La crescita verde torna quindi in auge, perché è l’UNEP ad innalzarla come unica via percorribile per uno sviluppo realmente sostenibile. Sempre nella visione dell’UNEP, green economy vuol dire “ridurre la scarsità di risorse e le emissioni” e “prevenire la perdita di biodiversità”. Precetti poi confluiti nella politica europea con la frase:
fare più, con meno.
L’italia assorbe questi precetti solo nel 2015, con la legge n.221 “Disposizioni in materia ambientale per promuovere misure di green economy e per il contenimento dell’uso eccessivo di risorse naturali”.
Tutto si basa sulla eco-innovazione, quindi sulla realizzazione- end of pipe e lean clean– e consumo di prodotti bio-based.
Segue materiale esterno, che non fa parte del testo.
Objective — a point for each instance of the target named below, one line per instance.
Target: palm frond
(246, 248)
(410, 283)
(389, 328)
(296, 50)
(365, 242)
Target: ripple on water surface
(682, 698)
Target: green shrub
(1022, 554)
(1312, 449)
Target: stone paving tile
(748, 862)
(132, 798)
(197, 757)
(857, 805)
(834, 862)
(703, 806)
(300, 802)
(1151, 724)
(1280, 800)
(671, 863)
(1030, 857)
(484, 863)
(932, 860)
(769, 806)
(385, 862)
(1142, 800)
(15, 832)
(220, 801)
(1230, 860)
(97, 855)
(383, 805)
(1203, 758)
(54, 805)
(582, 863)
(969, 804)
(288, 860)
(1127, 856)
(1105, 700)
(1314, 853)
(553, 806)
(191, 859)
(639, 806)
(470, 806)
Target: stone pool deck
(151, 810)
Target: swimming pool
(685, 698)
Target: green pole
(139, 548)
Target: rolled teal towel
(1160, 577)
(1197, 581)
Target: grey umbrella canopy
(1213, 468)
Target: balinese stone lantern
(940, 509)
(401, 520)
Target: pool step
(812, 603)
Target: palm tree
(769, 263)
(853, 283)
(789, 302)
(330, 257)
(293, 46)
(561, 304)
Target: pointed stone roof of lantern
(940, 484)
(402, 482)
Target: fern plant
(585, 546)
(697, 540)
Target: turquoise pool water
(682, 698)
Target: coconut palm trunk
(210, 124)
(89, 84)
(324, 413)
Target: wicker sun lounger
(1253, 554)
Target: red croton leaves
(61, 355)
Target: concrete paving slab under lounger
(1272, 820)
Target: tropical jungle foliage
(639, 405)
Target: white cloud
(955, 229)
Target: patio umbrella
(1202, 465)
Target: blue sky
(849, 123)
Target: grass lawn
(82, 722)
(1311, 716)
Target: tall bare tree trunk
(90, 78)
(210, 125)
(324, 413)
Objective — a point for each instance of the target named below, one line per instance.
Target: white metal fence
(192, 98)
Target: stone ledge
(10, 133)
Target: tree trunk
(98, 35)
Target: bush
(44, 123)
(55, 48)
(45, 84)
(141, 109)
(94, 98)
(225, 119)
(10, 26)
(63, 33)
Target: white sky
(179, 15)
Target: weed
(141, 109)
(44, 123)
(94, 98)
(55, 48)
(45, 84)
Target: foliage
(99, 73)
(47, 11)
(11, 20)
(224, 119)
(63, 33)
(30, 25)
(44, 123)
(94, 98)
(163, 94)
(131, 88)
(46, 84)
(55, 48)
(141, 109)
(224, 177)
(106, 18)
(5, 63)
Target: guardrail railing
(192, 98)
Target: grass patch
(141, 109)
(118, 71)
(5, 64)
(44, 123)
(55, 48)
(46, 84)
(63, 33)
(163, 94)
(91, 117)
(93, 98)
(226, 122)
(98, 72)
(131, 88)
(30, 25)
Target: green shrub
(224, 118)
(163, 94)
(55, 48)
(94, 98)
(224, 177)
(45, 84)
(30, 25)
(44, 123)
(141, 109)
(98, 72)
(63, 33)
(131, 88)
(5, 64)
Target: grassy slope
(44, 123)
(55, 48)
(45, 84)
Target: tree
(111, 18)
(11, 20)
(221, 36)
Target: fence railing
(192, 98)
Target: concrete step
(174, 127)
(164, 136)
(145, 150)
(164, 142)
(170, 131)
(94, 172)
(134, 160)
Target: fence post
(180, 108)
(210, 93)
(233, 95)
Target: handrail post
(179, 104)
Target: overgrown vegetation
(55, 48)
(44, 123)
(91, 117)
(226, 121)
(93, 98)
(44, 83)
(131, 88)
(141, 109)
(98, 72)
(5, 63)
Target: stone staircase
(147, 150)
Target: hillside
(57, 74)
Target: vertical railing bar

Andando a guardare nel pratico, nel macro-mondo delle aziende, non possiamo che fare riferimento ai prodotti più importanti e conosciuti in materia. Il primo è Mater-Bi, che con il brevetto Novamont è stato introdotto nella macro-famiglia delle bio-plastiche. È il risultato finale della lavorazione di elementi vegetali, quali l’amido di mais, e polimeri biodegradabili, sia di origine fossile, sia di materie rinnovabili.
Secondo importante prodotto è Matrix – da non confondere con il famoso film. Materiale ottenuto dal recupero delle scorie di incenerimento di rifiuti solidi urbani, recuperati grazie trattamenti fisico-meccanici senza aggiunta di reattivi chimici. Matrix è noto per essere un aggregato utilizzato per la produzione di calcestruzzo.
La green economy è inoltre finalizzata alla realizzazione di nuovi posti di lavoro: i green jobs. Questi sono fondamentali per uno sviluppo sostenibile e sono già presenti in Italia. Qui, la maggior percentuale di lavoratori verdi è in Lombardia, con 82 mila unità (più di un quarto nazionale), mentre il Lazio ne conta solo 35 mila. I lavori più ricercati sono l’informatico ambientale, l’economista ambientale, il tecnico meccatronico o il comunicatore ambientale. L’Italia è al primo posto come numero di agricoltori- con titolo di perito agrario o di agronomo- con circa 48 mila aziende e 130 000 addetti, ed è anche la prima per prodotti Dop, Doc, Igp e Stg (859 prodotti totali).
Infine, teorizzata già nel 1970, ma affermatasi solo recentemente, troviamo l’economia circolare. Ideata prendendo in considerazione i meccanismi di retroazione dei sistemi viventi, si basa sulla realizzazione di un sistema economico che emuli gli organismi viventi. Ogni sostanza nutriente deve essere rimessa nel ciclo. Il modello dell’economia circolare confluisce nel 2015 nel “Pacchetto sull’economia circolare. L’anello mancante”, incentivando per mezzo anche di fondi strutturali la transizione verso un nuovo modo di produrre.